I, comfortable in my own skin, embraced the moment as well
and as a result we had a wonderful conversation, as strangers.
She has two cats.
Lives close to the coffee shop.
She is headed to Michigan today to give two presentations.
She became a Christian at a university in Ohio.
She has lived in Ohio and Michigan – me too.
Was in New Orleans during the hurricane that came through town.
Her sister lives in Michigan.
I know where she works, the name of her cat who passed away,
where she attends church and how long she has lived in Atlanta.
We sipped coffee and enjoyed the conversation –
as if we did this every week.
As we said goodbye, we shook hands and
realized we didn’t know each others names.
Our names were not even necessary in order to have a conversation.
This was a lesson in the art of conversation.
I felt seen and heard and I hope that she did too.
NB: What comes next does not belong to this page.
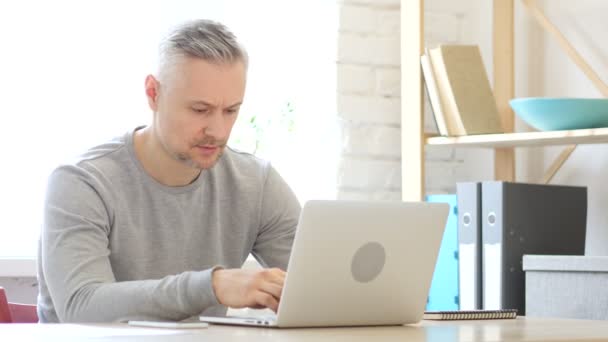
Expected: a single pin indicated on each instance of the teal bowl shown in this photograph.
(555, 114)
I hope that she felt that her place
in our community mattered – because it does.
This was a lesson in being. In talking just to know someone.
No agenda, no jockeying for position,
no set up for future conversations.
It was refreshing in a way I never
expected a conversation with a stranger to be.
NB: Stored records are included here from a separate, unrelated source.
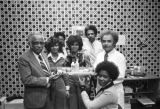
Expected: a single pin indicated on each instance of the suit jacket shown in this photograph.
(34, 80)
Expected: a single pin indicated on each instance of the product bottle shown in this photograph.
(73, 66)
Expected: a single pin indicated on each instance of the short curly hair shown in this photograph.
(112, 33)
(90, 27)
(57, 34)
(110, 67)
(52, 41)
(72, 39)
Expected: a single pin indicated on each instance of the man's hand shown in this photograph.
(82, 80)
(67, 93)
(53, 77)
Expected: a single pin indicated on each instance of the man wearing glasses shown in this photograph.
(35, 74)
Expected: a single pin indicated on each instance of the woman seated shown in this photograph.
(106, 94)
(57, 59)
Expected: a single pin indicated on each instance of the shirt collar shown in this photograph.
(37, 55)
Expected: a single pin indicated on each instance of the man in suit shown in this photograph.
(109, 40)
(35, 74)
My sister recently share some information about
friendships that she heard on a podcast.
Shasta Nelson shares that healthy friendships
have three requirements: Seen, Safe and Satisfying.
These are all in the context of a long-term friendship –
not a happenstance meeting over a shared table at
my local coffee shop.
Nonetheless: Today I felt seen, safe and satisfied.
Definitely not something I expected to happen
this morning as I left the house to
work at the coffee shop.
The gift of conversation and embracing the moment left
me in a better place.
Not every conversation is going
to go this way, I know –
I think it is possible to pursue this in my conversations.
The best conversations are ones where each person
feels seen, safe and satisfied.
I can speak from experience that it is a gift
and it changed my day.
What if each person set out to have this
kind of interactions with others?
How might our communities be different?
How would we serve our neighbors differently?
How would priorities change?
How would tensions unravel and
preconceived ideas be debunked?
So, new friend – I pray your two presentations are fun and fulfilling.
Say hi to the Michigan air and leaves for me.
Thanks for the chat this morning
and the lesson in the art of conversation.